Los científicos descubrieron los azúcares analizando muestras en polvo de los meteoritos utilizando un sistema especial de espectrometría que clasifica e identifica las moléculas por su masa y su carga eléctrica.

La ribosa y otros azúcares bioesenciales como la arabinosa y la xilosa, se encontraron en dos meteoritos diferentes, ambos ricos en carbono, registrados como NWA 801 (tipo CR2) y Murchison (tipo CM2).

“La ribosa es un componente crucial del ARN (ácido ribonucleico)”, destaca la NASA.

“En gran parte de la vida moderna, el ARN sirve como molécula mensajera, copiando instrucciones genéticas de la molécula de ADN (ácido desoxirribonucleico) y entregándolas a fábricas moleculares dentro de la célula llamadas ribosomas, que leen el ARN para construir proteínas específicas necesarias para llevar a cabo los procesos vitales”, añade.

Entre los otros componentes importantes de la vida que se han encontrado en meteoritos anteriormente están los aminoácidos, que son esenciales para la formación de proteínas, y los nucleobases, que también son componentes del ADN y ARN.

“Sin embargo los azúcares eran la pieza faltante entre los principales componentes de la vida”, dijo Yoshihihiro Furukawa de la Universidad de Tohoku, Japón, según el informe de la NASA.

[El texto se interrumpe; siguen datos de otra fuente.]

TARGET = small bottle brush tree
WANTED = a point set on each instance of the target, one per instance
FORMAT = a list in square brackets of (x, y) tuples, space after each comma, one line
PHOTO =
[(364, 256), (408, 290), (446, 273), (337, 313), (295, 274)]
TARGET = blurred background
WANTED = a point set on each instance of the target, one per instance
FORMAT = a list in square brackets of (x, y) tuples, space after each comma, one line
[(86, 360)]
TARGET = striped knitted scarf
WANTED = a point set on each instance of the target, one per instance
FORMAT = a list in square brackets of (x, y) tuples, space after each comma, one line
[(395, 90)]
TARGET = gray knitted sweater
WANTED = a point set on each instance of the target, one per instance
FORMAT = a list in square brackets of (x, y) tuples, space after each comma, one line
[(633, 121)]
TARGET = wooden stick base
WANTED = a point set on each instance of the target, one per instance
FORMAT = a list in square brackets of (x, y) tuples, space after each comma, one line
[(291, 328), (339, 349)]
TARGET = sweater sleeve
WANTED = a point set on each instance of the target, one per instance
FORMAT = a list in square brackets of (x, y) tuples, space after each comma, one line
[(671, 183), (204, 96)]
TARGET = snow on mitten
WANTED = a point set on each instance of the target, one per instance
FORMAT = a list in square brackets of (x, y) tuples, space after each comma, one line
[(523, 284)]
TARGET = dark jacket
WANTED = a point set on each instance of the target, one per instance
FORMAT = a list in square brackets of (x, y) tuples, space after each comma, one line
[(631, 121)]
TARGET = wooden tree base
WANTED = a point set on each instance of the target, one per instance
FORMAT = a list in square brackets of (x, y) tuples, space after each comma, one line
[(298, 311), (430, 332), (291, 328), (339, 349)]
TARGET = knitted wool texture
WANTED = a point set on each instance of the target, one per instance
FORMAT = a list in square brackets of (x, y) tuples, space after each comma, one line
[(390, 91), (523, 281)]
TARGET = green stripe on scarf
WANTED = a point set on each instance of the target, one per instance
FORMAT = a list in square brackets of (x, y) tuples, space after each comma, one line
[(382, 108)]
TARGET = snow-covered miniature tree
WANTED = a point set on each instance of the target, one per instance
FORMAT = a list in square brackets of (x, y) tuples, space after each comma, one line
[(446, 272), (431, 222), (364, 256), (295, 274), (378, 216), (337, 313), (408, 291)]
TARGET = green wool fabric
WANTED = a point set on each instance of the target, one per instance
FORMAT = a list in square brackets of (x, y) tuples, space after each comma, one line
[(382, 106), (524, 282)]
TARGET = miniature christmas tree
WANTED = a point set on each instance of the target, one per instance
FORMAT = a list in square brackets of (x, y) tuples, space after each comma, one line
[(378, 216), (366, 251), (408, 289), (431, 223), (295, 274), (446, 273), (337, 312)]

“La investigación proporciona la primera evidencia directa de la presencia de ribosa en el espacio y la entrega del azúcar a la Tierra. El azúcar extraterrestre pudo haber contribuido a la formación de ARN en la Tierra prebiótica, lo que posiblemente llevó al origen de la vida”, añadió.

Furukawa es el autor principal del estudio sobre este hallazgo, publicado en la revista Proceedings of the National Academy of Sciences, el 18 de noviembre.